Violinist’s immensely enjoyable journey through a landscape of Czech music

Augustin Hadelich: Bohemian Tales

Augustin Hadelich: Bohemian Tales

The Strad Issue: August 2020

Description: Violinist’s immensely enjoyable journey through a landscape of Czech music

Musicians: Augustin Hadelich (violin) Charles Owen (piano) Bavarian Radio Symphony Orchestra/Jakub Hrůša

Works: Dvořák: Violin Concerto in A minor op.53; Larghetto from Four Romantic Pieces op.75; Songs My Mother Taught Me from Gypsy Songs op.55; Humoresque op.101 no.7. Janáček: Violin Sonata. Suk: Four Pieces op.17

Catalogue Number: WARNER CLASSICS 9029527476

Never mind that Janáček was Moravian rather than Bohemian: this a delightful collection of music from the Czech lands. In the Dvořák Violin Concerto, the most substantial work on the disc, Augustin Hadelich combines vigour with refinement and his playing can really sing when required.
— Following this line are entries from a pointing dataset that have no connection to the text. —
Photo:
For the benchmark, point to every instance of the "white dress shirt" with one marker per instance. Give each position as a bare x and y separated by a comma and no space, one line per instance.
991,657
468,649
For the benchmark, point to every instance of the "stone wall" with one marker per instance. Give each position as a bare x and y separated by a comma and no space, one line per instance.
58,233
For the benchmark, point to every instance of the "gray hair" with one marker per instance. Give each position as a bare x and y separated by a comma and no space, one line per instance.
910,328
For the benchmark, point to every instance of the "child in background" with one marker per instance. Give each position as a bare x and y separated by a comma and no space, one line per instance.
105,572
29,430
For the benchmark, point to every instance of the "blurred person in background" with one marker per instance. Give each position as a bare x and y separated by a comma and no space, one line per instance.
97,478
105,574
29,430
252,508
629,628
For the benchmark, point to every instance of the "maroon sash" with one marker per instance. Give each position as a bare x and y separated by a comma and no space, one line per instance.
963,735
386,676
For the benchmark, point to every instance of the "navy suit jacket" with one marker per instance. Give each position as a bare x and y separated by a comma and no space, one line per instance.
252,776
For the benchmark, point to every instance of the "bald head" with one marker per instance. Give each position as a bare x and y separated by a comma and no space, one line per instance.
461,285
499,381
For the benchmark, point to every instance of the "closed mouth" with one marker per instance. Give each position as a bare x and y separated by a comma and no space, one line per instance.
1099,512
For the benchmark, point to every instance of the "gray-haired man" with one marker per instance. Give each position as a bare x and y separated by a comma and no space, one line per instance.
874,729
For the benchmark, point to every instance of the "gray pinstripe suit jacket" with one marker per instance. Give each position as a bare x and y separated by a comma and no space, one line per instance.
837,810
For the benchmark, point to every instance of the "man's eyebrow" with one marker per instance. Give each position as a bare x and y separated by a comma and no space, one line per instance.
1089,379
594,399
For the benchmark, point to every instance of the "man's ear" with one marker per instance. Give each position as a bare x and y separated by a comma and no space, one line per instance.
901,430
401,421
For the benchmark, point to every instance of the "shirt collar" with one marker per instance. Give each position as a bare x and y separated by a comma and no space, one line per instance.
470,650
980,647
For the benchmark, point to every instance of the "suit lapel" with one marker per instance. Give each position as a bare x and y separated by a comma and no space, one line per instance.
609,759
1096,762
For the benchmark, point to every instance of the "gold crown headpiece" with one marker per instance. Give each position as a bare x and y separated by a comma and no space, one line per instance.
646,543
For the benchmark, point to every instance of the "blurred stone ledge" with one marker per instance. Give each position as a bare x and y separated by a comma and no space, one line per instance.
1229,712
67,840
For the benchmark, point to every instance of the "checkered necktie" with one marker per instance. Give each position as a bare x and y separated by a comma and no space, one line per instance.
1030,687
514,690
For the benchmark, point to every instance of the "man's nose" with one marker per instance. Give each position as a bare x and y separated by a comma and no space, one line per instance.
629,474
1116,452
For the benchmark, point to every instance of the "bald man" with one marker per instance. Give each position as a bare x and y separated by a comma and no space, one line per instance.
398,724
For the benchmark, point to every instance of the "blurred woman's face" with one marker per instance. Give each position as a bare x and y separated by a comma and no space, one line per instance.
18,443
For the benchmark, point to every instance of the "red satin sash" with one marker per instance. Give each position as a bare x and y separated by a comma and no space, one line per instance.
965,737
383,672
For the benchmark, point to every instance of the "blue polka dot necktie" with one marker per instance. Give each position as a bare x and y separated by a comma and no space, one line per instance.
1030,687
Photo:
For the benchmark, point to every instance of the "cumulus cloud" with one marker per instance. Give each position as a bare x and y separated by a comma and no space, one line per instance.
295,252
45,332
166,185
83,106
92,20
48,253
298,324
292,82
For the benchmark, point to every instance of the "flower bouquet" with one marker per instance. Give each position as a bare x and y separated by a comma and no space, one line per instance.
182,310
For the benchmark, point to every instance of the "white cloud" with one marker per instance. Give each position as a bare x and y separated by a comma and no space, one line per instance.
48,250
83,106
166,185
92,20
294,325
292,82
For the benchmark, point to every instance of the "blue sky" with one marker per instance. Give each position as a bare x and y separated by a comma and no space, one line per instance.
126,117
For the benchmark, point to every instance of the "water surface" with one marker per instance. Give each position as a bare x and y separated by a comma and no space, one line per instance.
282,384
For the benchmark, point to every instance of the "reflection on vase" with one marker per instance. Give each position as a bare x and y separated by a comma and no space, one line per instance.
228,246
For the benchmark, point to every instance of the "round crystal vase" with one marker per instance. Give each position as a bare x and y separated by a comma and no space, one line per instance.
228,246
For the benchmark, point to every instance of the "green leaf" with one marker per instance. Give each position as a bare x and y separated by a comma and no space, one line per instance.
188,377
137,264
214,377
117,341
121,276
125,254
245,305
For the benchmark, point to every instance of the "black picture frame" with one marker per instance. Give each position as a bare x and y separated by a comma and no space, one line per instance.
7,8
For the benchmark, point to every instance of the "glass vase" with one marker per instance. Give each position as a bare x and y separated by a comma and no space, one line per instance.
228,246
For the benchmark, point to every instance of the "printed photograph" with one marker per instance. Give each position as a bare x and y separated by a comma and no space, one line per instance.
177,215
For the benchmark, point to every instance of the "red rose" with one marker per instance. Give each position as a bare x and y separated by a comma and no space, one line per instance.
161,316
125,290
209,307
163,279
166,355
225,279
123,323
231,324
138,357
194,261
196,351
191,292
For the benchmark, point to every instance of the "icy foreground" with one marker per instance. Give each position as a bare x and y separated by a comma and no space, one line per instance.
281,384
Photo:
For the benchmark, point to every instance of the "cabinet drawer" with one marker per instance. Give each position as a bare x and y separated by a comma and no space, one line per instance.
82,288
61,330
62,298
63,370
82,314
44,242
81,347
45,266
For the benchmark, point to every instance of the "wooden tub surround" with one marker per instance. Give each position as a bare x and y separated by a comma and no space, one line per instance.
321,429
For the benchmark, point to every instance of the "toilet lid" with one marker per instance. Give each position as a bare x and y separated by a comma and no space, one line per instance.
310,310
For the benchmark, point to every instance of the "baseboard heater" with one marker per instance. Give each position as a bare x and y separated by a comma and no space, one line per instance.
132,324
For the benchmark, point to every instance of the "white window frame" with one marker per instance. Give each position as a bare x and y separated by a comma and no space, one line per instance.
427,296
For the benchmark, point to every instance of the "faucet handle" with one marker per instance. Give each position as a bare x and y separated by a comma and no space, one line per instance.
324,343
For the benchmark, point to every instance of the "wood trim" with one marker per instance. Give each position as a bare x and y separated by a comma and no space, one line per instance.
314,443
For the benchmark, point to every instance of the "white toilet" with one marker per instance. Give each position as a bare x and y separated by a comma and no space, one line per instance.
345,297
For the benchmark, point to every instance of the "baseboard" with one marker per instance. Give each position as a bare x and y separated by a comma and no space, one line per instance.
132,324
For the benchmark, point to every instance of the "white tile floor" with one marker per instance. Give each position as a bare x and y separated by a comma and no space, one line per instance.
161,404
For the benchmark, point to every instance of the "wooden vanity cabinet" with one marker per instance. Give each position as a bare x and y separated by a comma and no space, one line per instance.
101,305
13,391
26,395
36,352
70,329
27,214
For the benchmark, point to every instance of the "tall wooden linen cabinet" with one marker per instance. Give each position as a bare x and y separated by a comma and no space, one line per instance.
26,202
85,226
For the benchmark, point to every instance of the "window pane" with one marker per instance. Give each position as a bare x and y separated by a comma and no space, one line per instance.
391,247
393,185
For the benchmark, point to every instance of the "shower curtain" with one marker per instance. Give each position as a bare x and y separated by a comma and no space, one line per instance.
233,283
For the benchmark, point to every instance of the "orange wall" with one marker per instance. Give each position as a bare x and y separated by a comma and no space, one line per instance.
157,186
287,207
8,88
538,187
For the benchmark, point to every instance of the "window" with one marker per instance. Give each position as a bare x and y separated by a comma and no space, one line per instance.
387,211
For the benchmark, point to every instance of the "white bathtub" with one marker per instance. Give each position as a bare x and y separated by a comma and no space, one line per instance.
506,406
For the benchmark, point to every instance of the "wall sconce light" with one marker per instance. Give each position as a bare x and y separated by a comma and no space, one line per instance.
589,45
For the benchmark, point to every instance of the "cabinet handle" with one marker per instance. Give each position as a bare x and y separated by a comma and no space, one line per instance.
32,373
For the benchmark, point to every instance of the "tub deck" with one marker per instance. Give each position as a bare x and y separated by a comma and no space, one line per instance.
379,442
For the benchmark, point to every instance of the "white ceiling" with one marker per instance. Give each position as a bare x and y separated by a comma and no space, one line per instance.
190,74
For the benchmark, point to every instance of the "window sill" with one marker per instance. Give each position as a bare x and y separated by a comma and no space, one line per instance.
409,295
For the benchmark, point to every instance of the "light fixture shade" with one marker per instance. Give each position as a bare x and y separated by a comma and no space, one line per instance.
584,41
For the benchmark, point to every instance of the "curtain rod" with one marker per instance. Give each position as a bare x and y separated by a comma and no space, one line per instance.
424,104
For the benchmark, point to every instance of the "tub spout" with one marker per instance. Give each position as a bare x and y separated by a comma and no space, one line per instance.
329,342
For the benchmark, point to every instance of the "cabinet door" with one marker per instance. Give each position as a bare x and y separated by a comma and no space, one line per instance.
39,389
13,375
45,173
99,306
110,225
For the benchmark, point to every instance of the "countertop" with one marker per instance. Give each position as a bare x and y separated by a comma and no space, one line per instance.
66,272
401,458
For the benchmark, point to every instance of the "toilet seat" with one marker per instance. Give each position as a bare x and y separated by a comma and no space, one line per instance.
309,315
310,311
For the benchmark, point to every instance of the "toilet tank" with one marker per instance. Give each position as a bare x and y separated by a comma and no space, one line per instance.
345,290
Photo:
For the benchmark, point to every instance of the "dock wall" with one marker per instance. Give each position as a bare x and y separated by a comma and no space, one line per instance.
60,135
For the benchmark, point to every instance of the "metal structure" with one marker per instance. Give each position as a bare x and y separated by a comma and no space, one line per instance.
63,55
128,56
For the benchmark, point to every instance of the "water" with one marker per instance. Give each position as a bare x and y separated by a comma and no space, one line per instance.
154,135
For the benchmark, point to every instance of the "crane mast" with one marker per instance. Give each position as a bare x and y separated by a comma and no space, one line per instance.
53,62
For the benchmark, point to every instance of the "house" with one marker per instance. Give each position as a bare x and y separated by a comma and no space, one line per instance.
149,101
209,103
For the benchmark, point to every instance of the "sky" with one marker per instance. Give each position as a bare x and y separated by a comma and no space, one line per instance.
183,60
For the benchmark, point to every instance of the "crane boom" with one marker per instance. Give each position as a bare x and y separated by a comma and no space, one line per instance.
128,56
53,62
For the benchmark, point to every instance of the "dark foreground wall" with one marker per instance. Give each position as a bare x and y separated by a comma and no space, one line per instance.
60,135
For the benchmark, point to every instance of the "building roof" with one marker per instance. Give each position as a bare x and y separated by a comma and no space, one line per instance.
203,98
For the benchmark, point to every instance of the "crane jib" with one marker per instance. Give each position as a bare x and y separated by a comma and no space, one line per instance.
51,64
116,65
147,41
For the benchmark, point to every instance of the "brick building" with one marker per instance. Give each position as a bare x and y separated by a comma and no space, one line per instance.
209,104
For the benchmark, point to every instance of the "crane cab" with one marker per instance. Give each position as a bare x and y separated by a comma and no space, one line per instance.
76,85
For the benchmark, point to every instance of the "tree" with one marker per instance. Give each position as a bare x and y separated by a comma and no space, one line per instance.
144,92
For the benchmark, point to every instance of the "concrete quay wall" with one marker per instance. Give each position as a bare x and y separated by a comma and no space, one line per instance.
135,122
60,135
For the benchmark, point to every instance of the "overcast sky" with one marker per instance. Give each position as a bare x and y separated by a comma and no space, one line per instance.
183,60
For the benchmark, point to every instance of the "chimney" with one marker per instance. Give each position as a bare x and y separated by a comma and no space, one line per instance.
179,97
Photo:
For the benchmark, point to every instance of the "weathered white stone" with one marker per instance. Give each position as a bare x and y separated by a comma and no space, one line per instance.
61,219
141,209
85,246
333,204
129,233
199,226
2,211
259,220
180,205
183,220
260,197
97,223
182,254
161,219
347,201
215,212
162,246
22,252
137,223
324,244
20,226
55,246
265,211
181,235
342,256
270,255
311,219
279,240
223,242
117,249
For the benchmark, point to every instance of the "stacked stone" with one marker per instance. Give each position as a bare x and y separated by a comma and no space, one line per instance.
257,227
He begins the slow movement with a dark, brooding tone that gradually lightens with the changing mood of the music; and his finale is rhythmically charged yet light on its feet. The Bavarian Radio Symphony Orchestra (Rafael Kubelík’s old sparring partner) offers playing of authentic Bohemian warmth under the experienced baton of Jakub Hrůša.

For the rest of the programme, Hadelich is joined by the indefatigable Charles Owen, who thrills particularly in the piano part of the final Suk piece and in the rhetoric of the Janáček Sonata. Hadelich sometimes allows himself a slightly queasier, more sugary vibrato than in the concerto, but one gets used to it, and he can reduce his tone to touching simplicity in, for instance, the Dvořák ‘encores’. Janáček’s pithy, technique-challenging Sonata and Suk’s resourceful Four Pieces certainly hold the ear as engaging interpretations, and both chamber and orchestral components of the disc are recorded with plenty of warmth and depth.